Pintor, escultor, músico, compositor, o escritor destaca-se em diversas
frentes: ensaio, ficção, poesia e até um precioso Vocabulário etimológico tupi do folclore amazônico. Sua poesia
caracteriza-se pelo lirismo, tendo se afirmado, no âmbito do Clube da
Madrugada, como um poeta sem pretensões a revoluções de nenhuma espécie, mas
com um conjunto de obra significativo, incluindo Kaleidoscópio, reunião de 126 haicais, onde o autor, longe de
preocupar-se com a teoria, destila todo o seu talento em composições precisas,
na forma e no conteúdo.
Vamos numerar, mentalmente, os dezessete poemas,
obedecendo à ordem de impressão, sem perder de vista o que dissemos acima,
quanto à objetividade da linguagem no haicai. Isto é, os poemas devem explicar-se
por si mesmos.
Os poemas 1 e 2, você já percebeu, são uma
referência ao próprio conjunto – sua forma esquemática de 5-7-5 sílabas
poéticas e sua origem.
O poema 3 é uma alusão à bandeira brasileira.
No poema de número 4, assim como no 12 e no 16, o lírico
Anísio Mello se impõe ao haicaísta, mas sem nublar o dom da observação ao ver,
no 12, o coração que toma forma nos lábios da amada.
O poema 5 é de refinada realização: a cena do “balé
de felino” é apenas sugerida, cabendo ao leitor montá-la, mentalmente.
O poema 6 remonta ao “sonho de Ícaro”, que tentou
voar até o sol com asas de cera, mas estas se derreteram no caminho. “O sonho
acabou” é uma citação literal do beatle
John Lennon: “the dream is over”, referindo-se ao sonho da geração que fizera
as revoltas do “maio de
O poema 7 é outro achado: um vaso chinês quebrado
traz lembranças que vêm como “retalhos de uma vida”.
No poema 8, o humor sutil: o balde d’água que apaga
não o sol, mas o calor que abrasa o dia.
O poema 9 brinca com a forma da chuva, que cai como
cristal, mas, em vez de quebrar, molha o chão.
No décimo poema, a sensação causada pela estrela
solitária é tão forte que o poeta a compara ao luar.
O relógio de sol aludido no poema 11 é um artefato
antigo, que, sem a presença do sol, para de funcionar.
Os poemas 13 e 14 complementam-se na visão do trilho
que brota do asfalto na praça chamada Saudade, trazendo a lembrança de uma
cidade e de um tempo distantes.
O poema de número 15 contraria uma regra básica: o
haicai não deve ser reflexivo.
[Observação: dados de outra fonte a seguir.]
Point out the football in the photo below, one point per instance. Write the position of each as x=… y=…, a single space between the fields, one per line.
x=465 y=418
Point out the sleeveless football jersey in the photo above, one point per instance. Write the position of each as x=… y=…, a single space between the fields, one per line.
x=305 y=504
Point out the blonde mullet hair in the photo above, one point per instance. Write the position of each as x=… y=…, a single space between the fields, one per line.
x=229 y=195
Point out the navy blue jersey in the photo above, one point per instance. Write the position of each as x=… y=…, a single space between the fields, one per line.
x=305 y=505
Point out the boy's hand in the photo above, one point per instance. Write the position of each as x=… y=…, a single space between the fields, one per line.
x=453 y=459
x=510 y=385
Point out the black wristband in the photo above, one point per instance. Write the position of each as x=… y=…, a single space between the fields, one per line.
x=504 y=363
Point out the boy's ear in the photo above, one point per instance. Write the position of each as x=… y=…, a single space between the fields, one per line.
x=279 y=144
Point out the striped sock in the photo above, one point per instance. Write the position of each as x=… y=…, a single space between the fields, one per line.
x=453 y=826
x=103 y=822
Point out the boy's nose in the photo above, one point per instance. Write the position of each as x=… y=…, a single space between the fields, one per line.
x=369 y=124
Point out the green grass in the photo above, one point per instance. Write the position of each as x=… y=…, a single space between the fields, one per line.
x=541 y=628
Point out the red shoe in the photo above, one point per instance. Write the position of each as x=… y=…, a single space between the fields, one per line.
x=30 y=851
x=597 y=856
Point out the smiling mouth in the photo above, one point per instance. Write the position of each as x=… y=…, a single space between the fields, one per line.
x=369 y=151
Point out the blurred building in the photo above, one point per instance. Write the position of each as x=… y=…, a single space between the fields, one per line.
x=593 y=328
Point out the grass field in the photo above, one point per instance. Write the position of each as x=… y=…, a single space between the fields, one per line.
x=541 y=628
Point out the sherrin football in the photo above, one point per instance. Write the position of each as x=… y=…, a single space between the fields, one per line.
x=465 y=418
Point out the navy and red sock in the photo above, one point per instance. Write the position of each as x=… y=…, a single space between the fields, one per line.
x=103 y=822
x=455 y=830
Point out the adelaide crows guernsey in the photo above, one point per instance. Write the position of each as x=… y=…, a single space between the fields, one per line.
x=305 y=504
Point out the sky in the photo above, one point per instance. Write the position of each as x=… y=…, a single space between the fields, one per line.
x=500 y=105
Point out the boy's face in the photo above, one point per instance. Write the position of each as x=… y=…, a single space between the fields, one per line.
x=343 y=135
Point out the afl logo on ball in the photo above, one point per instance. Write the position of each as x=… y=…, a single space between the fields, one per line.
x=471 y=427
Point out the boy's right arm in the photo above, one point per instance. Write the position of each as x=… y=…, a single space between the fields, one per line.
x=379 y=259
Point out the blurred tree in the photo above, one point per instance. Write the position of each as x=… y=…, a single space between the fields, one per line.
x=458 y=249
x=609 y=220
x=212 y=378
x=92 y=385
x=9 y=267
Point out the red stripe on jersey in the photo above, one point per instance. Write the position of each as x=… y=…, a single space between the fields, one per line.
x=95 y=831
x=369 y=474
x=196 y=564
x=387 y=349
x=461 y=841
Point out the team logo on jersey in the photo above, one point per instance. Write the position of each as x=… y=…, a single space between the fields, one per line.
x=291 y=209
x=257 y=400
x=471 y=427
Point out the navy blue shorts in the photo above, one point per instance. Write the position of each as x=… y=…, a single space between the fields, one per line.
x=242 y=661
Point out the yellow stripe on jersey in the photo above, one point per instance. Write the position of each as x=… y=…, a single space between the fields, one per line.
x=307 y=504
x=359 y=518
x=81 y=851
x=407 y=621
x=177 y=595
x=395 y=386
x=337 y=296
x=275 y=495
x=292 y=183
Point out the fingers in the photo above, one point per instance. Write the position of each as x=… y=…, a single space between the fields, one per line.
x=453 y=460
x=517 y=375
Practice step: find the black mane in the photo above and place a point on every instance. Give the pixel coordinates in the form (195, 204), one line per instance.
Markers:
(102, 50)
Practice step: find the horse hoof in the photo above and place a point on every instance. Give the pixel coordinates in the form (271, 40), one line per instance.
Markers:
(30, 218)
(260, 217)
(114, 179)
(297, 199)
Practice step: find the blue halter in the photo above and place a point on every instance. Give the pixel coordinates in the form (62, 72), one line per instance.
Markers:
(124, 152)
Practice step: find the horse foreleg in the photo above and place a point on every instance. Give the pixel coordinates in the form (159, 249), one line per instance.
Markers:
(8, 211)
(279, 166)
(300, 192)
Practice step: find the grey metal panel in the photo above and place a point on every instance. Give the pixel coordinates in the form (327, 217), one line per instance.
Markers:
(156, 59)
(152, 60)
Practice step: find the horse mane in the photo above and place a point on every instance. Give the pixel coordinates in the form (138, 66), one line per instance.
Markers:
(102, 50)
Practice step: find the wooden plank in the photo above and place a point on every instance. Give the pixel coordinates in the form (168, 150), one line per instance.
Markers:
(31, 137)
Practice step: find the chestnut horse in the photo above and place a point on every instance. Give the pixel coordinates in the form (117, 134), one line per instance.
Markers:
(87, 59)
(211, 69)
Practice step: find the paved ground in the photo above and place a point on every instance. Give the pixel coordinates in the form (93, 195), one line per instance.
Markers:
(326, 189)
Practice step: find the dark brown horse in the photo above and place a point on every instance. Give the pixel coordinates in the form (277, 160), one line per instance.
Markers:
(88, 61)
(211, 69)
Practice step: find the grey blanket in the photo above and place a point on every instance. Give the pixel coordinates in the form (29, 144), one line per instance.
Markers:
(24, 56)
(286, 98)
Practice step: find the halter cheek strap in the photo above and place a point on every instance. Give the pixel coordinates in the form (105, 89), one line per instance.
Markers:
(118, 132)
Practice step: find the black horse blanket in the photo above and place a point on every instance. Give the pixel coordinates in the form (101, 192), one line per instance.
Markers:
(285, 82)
Trata-se de uma composição não apenas
“filosófica”, mas também “poética”. Ocorre que o haicai é a expressão do
instante, da sensação que o haicaísta percebe em um momento único. Nesse
sentido, podemos entender melhor o texto: o cerne de tudo é o silêncio
“daquele” momento. O problema reside na palavra “verdade”, que é um conceito
visível apenas para quem a está expressando, isto é, ao poeta. O silêncio,
neste caso, pode significar o fim ou o início de algo. E o haicai não pode
deixar esse tipo de dúvida. Entretanto, temos aqui, um belo exemplar de poesia,
escrito na forma de haicai, mas que não se completa como tal: é um terceto.
O último poema dá-nos a
oportunidade de incluir mais um elemento na nossa teoria do haicai, relembrando
o que escreveu a respeito o mexicano Octavio Paz, quando disse que o haicai se
divide em duas partes: uma, que reflete a condição geral, temporal e/ou espacial
do poema, contendo em si a ideia de repetição cotidiana e, por isso, de
eternidade; outra, refletindo o instante, o efêmero a experiência incomparável.
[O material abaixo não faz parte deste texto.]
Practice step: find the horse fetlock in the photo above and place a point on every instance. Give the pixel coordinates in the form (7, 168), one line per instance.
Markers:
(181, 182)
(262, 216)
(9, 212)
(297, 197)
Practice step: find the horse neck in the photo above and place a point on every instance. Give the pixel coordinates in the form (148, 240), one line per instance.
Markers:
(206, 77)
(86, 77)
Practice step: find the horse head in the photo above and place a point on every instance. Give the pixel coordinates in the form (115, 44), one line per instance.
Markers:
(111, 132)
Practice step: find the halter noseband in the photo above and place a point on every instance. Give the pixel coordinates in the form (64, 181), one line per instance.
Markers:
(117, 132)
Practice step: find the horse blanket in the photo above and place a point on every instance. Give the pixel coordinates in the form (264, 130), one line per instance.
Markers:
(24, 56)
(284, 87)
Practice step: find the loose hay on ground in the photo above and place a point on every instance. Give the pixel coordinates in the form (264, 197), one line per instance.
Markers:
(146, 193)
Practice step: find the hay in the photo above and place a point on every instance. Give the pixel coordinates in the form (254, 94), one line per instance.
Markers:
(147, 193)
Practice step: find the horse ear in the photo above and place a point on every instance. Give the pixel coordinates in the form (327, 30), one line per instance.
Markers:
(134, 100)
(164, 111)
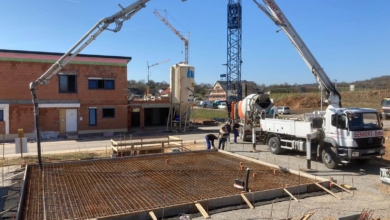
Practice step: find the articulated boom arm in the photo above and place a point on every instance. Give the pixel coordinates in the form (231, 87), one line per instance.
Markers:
(103, 24)
(185, 40)
(333, 96)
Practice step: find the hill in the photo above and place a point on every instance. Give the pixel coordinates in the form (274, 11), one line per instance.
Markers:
(360, 98)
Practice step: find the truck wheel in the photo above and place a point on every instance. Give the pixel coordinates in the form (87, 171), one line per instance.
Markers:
(274, 145)
(241, 133)
(329, 158)
(362, 162)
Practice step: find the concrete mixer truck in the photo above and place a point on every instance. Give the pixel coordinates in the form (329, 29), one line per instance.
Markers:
(336, 135)
(250, 110)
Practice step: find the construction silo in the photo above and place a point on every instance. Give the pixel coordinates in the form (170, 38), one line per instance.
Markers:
(182, 97)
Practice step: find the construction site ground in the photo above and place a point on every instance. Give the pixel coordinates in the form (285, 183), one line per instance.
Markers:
(370, 193)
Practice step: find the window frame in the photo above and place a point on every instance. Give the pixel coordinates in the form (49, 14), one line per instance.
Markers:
(59, 83)
(104, 82)
(108, 116)
(89, 116)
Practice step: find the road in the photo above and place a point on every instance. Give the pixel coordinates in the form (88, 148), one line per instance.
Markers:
(91, 143)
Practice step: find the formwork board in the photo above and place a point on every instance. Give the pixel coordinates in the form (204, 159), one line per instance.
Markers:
(108, 187)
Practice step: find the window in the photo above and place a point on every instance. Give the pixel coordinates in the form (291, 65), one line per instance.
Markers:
(108, 112)
(92, 117)
(101, 84)
(68, 83)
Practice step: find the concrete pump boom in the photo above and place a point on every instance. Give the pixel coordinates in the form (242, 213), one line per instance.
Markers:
(333, 97)
(118, 18)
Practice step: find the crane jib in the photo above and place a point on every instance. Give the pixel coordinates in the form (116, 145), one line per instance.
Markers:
(276, 10)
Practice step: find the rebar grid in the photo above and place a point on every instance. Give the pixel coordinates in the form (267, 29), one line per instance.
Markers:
(109, 187)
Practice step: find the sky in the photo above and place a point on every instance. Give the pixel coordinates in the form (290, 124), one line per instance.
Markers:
(349, 38)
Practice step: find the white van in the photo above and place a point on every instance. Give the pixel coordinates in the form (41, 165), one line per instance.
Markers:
(283, 110)
(206, 104)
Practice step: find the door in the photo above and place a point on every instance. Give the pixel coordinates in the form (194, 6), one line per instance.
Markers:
(71, 120)
(62, 121)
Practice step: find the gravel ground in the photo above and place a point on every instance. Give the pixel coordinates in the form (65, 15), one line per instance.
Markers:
(370, 194)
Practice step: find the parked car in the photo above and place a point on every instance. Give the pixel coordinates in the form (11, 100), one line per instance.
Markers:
(283, 110)
(206, 104)
(222, 105)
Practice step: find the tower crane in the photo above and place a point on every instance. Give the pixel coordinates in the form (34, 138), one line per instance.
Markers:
(234, 60)
(185, 40)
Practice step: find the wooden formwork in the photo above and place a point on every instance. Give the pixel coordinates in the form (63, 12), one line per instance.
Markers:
(138, 146)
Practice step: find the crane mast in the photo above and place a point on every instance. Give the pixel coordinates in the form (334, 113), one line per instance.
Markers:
(333, 97)
(234, 44)
(185, 40)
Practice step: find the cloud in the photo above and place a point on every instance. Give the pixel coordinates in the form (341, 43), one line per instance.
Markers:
(75, 1)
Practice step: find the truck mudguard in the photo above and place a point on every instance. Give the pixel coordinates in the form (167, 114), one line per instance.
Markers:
(328, 140)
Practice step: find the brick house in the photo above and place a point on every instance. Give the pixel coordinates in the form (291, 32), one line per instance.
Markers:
(219, 90)
(88, 96)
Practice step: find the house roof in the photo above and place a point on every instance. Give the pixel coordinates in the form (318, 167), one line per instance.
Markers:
(165, 91)
(39, 56)
(135, 91)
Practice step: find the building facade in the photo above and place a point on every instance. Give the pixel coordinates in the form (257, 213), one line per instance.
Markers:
(219, 90)
(89, 95)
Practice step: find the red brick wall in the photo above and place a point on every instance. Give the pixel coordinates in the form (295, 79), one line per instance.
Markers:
(14, 85)
(16, 77)
(21, 116)
(49, 119)
(119, 122)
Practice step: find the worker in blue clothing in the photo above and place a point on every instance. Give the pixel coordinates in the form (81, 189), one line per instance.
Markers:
(210, 140)
(236, 126)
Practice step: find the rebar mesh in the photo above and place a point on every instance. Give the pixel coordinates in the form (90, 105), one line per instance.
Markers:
(116, 186)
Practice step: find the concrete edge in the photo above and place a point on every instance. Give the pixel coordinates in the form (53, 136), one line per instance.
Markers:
(215, 203)
(275, 166)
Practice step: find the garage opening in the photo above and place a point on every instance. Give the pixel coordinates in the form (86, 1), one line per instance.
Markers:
(135, 119)
(156, 116)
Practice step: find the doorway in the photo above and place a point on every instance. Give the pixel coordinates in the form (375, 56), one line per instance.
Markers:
(71, 120)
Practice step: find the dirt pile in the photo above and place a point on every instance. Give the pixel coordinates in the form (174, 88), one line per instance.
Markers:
(302, 101)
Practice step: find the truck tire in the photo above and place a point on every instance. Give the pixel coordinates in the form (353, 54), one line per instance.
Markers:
(362, 162)
(274, 145)
(329, 158)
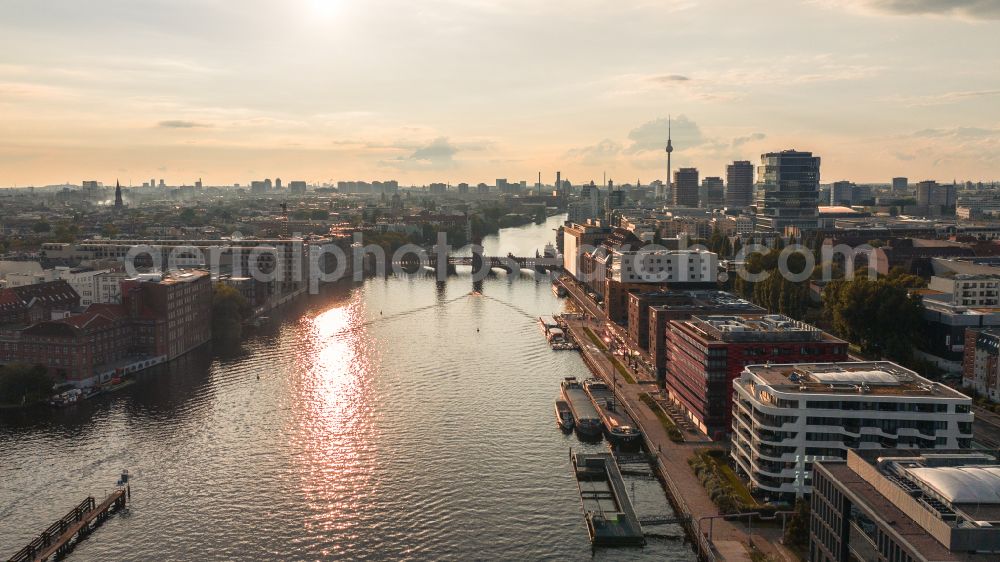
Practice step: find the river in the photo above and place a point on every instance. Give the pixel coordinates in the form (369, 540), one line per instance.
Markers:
(396, 418)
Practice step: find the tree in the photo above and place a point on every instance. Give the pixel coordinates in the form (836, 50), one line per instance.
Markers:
(879, 316)
(797, 530)
(229, 310)
(188, 216)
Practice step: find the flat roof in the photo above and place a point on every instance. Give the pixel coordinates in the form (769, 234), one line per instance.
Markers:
(961, 484)
(877, 378)
(898, 521)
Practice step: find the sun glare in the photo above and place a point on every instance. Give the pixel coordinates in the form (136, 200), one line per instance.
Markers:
(324, 8)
Uma parte descritiva; outra, inesperada, relampejante, única. Vejamos:
1. Madeira no campo. / Polpa, papel e palavra. Esta primeira parte reúne as
informações essenciais para se chegar ao elemento-surpresa. E aqui temos a sequência
espaço-tempo completa: a madeira do campo, transformada em polpa, faz-se em
papel; alia-se a este as palavras.
2. O livro está pronto. Este é o relâmpago, o elemento inesperado, completando a sequência.
O haicai é uma arte
difícil dentro da sua simplicidade. Talvez por isso as crianças têm enorme
facilidade para apreender o que os haicaístas chamam de “espírito do haicai”: uma
poesia antiliterária, surpreendente como um artefato capaz de fazer brotar a
beleza a partir da banal realidade cotidiana.